During the mediaeval ages of faith this view was almost entirely obscured, and at the Reformation it seemed likely to remain so. Typical of the simplicity of belief in "the Fall" cherished among the Reformers is Luther's declaration regarding Adam and Eve. He tells us, "they entered into the garden about noon, and having a desire to eat, she took the apple; then came the fall—according to our account at about two o'clock." But in the revival of learning the old eclipsed truth reappeared, and in the first part of the seventeenth century we find that, among the crimes for which Vanini was sentenced at Toulouse to have his tongue torn out and to be burned alive, was his belief that there is a gradation extending upward from the lowest to the highest form of created beings.

Yet, in the same century, the writings of Bodin, Bacon, Descartes, and Pascal were evidently undermining the old idea of "the Fall." Bodin especially, brilliant as were his services to orthodoxy, argued lucidly against the doctrine of general human deterioration.

Early in the eighteenth century Vico presented the philosophy of history as an upward movement of man out of animalism and barbarism. This idea took firm hold upon human thought, and in the following centuries such men as Lessing and Turgot gave new force to it.

The investigations of the last forty years have shown that Lucretius and Horace were inspired prophets: what they saw by the exercise of reason illumined by poetic genius, has been now thoroughly based upon facts carefully ascertained and arranged—until Thomsen and Nilsson, the northern archaeologists, have brought these prophecies to evident fulfilment, by presenting a scientific classification dividing the age of prehistoric man in various parts of the world between an old stone period, a new stone period, a period of beaten copper, a period of bronze, and a period of iron, and arraying vast masses of facts from all parts of the world, fitting thoroughly into each other, strengthening each other, and showing beyond a doubt that, instead of a FALL, there has been a RISE of man, from the earliest indications in the Quaternary, or even, possibly, in the Tertiary period.(190)
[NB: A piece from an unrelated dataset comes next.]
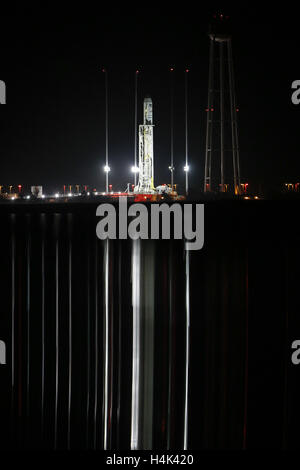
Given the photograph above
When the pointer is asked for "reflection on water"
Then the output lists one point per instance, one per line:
(140, 344)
(190) For Vanini, see Topinard, Elements of Anthropologie, p. 52. For a
brief and careful summary of the agency of Eccard in Germany, Goguet
in France, Hoare in England, and others in various parts of Europe, as
regards this development of the scientific view during the eighteenth
century, see Mortillet, Le Prehistorique, Paris, 1885, chap. i. For the
agency of Bodin, Bacon, Descartes, and Pascal, see Flint, Philosophy
of History, introduction, pp. 28 et seq. For a shorter summary,
see Lubbock, Prehistoric Man. For the statements by the northern
archaeologists, see Nilsson, Worsaae, and the other main works cited in
this article. For a generous statement regarding the great services of
the Danish archaeologists in this field, see Quatrefages, introduction
to Cartailhac, Les Ages Prehistoriques de l'Espagne et du Portugal.